From the wind-whipped north coast to the softer loch dotted south, Skye’s a fantastic option for a low-key eco-friendly holiday. Here’s why you should make a bee-line for the island this summer.
Go on an oyster safari
The Oyster Shed has been one of the island’s must-visits for years. Oysterman Paul McGlynn has built up a local sustainable business selling oysters for £1 at his BYOB laidback shack overlooking Loch Harport. This year he’ll be taking bookings for small group safaris (up to four) to his oyster beds and will talk through everything oyster. There’ll be oyster sampling done on the shore and maybe even a splash of bubbly.
Discover Dunvegan Castle
Skye’s nothing if not an ancient land, unspoilt by modern life. There have been people on Skye from 6,500 BC and its Viking heritage is still evident. In the Middle Ages two clans fought for dominance, the MacDonalds and the MacLeods. Dunvegan Castle has been the seat of the MacLeods for the last 800 years, and the current MacLeod generation are overseeing a real push to running the estate sustainably. It’s home to the island’s first wind farm and the estate also has an award-winning campsite at Glenbrittle.
Splash in the Fairy Pools
One of the island’s most popular (and most gentle) walks, the Fairy Pools near Carbost can be ticked off in just under an hour if you don’t stop to jump in (but where’s the fun in that?). The series of crystal clear pools stagger themselves down the lower reaches of the Black Cuilllins and the coloured rock and strange greens and blues of the water suggest a magical rather than mundane history. We’ll leave it up to you to conjure up the fairies.
Sample a Skye pale ale
Isle of Skye Brewing, based in Uig at the northern tip of the island, is Skye’s award winning craft brewery – their IPAs and other ales are in almost every pub on the island. Skye has a long history brewing ales and the brewery revel in the island’s natural ingredients – which are handpicked to create bespoke brews. They even mill their own grains.
Indulge at Kinloch Lodge
For a remote island Skye punches way above its weight when it comes to fine dining and luxury hotels. Michelin starred Kinloch Lodge sits on a quiet loch and is backed by moody pine forests, in the sparse south west of the island. The modest white gabled house hides a cosy sitting room with roaring fire, wellies line the lobby and the MacDonald family treat every guest like a long lost friend. The restaurant’s tasting menus are a smorgasbord of what the Scottish highlands has to offer, with local shellfish and venison as stand out stars. New for this year is a series of self guided foodie tours. Pick a direction to head in, the hotel has worked out four half-day looped drives and exclusive experiences with some of the most knowledgeable foodies on the island.
Have a salty affair
We don’t mean of the ‘oooh matron’ kind. The Isle of Skye Sea Salt company has brought back an industry that hasn’t been seen on Skye since the 1700s. It’s committed to producing salt sustainably and uses a solar evaporation method which won it a Scotland Food and Drink Excellence Award in 2015. Aside from being able to buy it in almost every deli on the island, if you head out on a self-guided foodie tour through Kinloch Lodge, you’ll be able to meet the producers and be shown how it’s made.
Hike the Quiraing
It looks and sounds like something out of Game of Thrones. The northern section of this dramatic island is called the Quiraing. Essentially it’s a huge landslide, Jurassic in size and age and the two kilometre slip is still moving. It’s one of the most iconic hikes on the island and a 7km circuit takes in the lower and higher slopes which rise up to just over 500m above the thrashing Atlantic. You’ll go past the Needle, the Prison and the Table – ancient rock formations where myths swirl between them like the fog trails every morning.

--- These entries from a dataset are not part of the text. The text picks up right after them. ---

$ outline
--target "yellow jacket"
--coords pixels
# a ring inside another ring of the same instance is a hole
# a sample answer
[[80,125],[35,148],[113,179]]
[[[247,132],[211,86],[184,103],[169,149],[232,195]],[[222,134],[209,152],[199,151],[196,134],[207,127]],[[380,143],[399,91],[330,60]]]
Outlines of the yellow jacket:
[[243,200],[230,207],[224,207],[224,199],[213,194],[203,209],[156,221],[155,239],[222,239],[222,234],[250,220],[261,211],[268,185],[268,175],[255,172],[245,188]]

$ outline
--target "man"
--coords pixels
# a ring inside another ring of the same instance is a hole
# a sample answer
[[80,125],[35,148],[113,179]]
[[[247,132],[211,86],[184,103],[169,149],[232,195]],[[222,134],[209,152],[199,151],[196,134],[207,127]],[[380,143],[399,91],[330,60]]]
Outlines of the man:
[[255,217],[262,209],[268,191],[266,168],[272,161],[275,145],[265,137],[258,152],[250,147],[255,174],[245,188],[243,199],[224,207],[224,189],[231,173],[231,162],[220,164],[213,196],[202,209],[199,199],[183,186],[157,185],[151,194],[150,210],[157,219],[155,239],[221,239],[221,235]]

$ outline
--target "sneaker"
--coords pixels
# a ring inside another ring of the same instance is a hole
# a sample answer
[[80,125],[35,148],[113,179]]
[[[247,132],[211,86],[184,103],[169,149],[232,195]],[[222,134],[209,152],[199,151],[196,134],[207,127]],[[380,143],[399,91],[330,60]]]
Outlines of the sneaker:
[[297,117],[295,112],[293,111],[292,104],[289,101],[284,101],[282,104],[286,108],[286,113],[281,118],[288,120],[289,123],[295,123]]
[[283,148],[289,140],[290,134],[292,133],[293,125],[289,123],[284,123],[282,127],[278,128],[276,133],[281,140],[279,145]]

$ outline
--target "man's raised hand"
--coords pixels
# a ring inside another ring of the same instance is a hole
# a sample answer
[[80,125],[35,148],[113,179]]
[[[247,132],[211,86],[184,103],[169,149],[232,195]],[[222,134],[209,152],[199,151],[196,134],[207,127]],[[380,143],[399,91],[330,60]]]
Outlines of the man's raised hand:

It would be a damn shame to leave Skye without a meal at Scorrybreac. This tiny restaurant sits on the harbour in Skye’s main town Portree and serves up a daily changing menu of Skye’s meat, fish and shellfish. There’s a French influence on this cosy fine dining room but you’ll find none of that old world pretension. Think savoury creme brulees, fish so fresh it’s almost flapping and Skye whiskey-infused chocolate delights. Island living never tasted so good.
Take afternoon tea on a working farm
Waternish Farm on the west side of the island is open to visitors who want to learn about conservation under way on the island. Farm owner Lucy Montgomery holds daily walks, talks and tea in the afternoon and fills guests in on tree planting, shoreline management and how she and her husband operate the small sustainably minded farm. In the winter the walks are ditched for a roaring fire but in summer, her peaceful farm is everything an island smallholding should be.